In a continued effort to bring you all that is important in the world of gay entertainment and ensure that you are being spoon-fed images of gorgeous, commoditized manflesh, we present the newly-minted AfterElton Briefs. Following the usual assortment of carefully-selected news items, interested readers can find a refreshing pic of a hot man in underwear after the jump. Yes, we're serious.
- One of tonight's episodes of the PBS documentary Carrier is called "Super Secrets" and discusses life on board the USS Nimitz for gay and lesbian servicemembers. Towleroad has an interview with Brian Downey, one of those servicemembers.
- Britney Spears is coming back to How I Met Your Mother (yawn) and what's up with Barney's (Neil Patrick Harris) kiss with Robin?
- The American Family Association (aka The Winguts of America) are getting in Procter & Gamble's face because As the World Turns "has resumed using explicit, open-mouth homosexual kissing". Really? Gosh, we hadn't noticed! Naturally, this calls for another one of the AFA's "successful" boycotts and they are encouraging folks to write letters to P&G. I used the AFA's own form letter to tell P&G to ignore these loons, but you should probably drop them a note as well.

Rhys Bobridge, Jack Chambers
- Greg Hernandez of Out in Hollywood ran into Marc Cherry at the GLAAD Awards in LA and Marc told him Brothers & Sisters' Kevin and Scotty aren't the only ABC gays exchanging vows.
And today's Briefs are brought to you by...
James Winston Company via Kenneth in the 212.
Boxers
I keep trying to get someone who was at Sex, Wales & Anarchy, and got a good shot of Gareth David-Lloyd doing his gangsta thing with three inches of his boxers exposed above his jeans, to share some of those shots with you so he can be in the Briefs. I don't know if that's how it works. I just want Gareth's underpants to gain further exposure (ba-dum! Thank you, I'll be here all week!).
My god, Jennifer Tilly makes a sexy redhead.
Content is Repulsive
Seriously CONTENT IS REPULSIVE?!?!?
That people can seriously write those words and mean them, thats the truly repulsive thing. Repulsive?!?! Maybe uncomfortable, but hey when I watch straight people kiss sometimes i feel uncomfortable too, but guess what I LIVE WITH IT... After all its not like I don't have to live with it being crammed down my gullet in the media all the time anyways...
Behind Enemy Lines
"View a scene from the April 23, 2008 episode by P&G. WARNING – content is repulsive!"

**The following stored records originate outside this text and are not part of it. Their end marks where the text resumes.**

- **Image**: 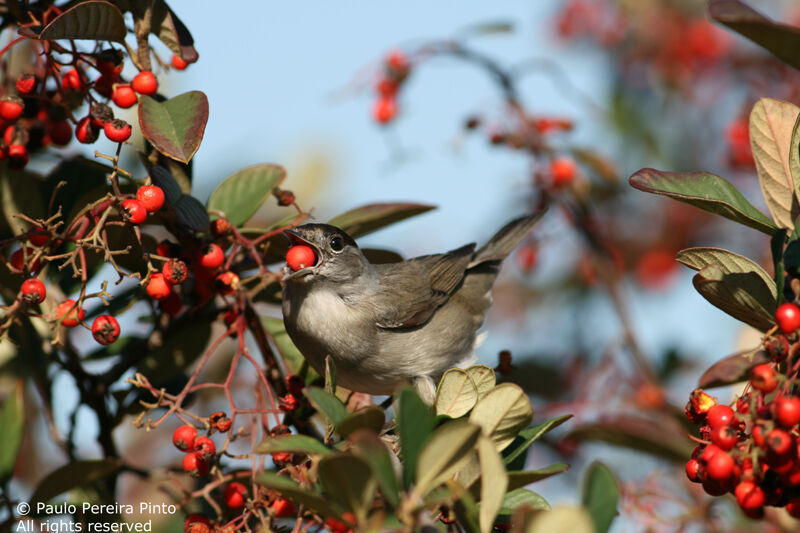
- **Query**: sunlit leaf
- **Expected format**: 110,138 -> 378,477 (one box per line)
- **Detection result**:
208,164 -> 286,226
629,168 -> 778,236
750,98 -> 800,228
39,0 -> 128,43
582,462 -> 619,533
139,91 -> 208,163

Sick. Pure, plain, simply sick. I just can't believe there are still people out there who are SO disgusted by homosexuality that it not only gives them a distaste for it, but that it even gives them a motivation high enough to actively fight it. While I'm not saying kudos to P&G for last week's kisses (I still believe they did it just to string us on for another couple months), good for them for not letting retarded "traditional family value" organizations completely control their output.
In the Navy...
After watching both episodes of "Carrier" tonight, I feel the "don't ask, don't tell" treatment was just a little disappointing. To the producers' credit, the main impression was that the vast majority of Navy personnel really don't care if some of their shipmates are gay or lesbian. In that respect, the documentary shows that DADT is unneccesary in regards to protecting straight servicemembers' supposedly fragile sexual identity and comfort.
Where the documentary fell a little short was in showing the real damage that DADT does to LGBT servicemembers and their units. They did try, showing several pixelated sailors commenting on the issue. The weirdness of those segments perhaps reflects the effects of the policy. The closeness that people develop when living and working together was one of the main themes, and the lying and hiding implicit in DADT obviously works against that.
Only one gay crew member, Brian Downey, was shown unpixellated, of course only because he is now out of the Navy. He spoke eloquently about his desire to serve and the extra sacrifices he was willing to make to do that, but I couldn't help notice that he could never actually say the word "gay" on camera. Given that he grew up on the Navajo res (something I know a little about) and then joined the Navy, he really can't be expected to be a glib gay-rights spokesman. It would have been nice to hear some perspective from a more senior gay crewmember, but of course that's currently impossible.
...at least until the next Commander-in-Chief.
Anyway, "Carrier" is a great documentary and I plan to watch the rest of the non-gay episodes. My only real quibble is with the music, which is terribly ham-fisted, heavy-handed, singer-songwriter angst thrown at the viewer over emo montages. Talk about being knocked right out of the film. Oi.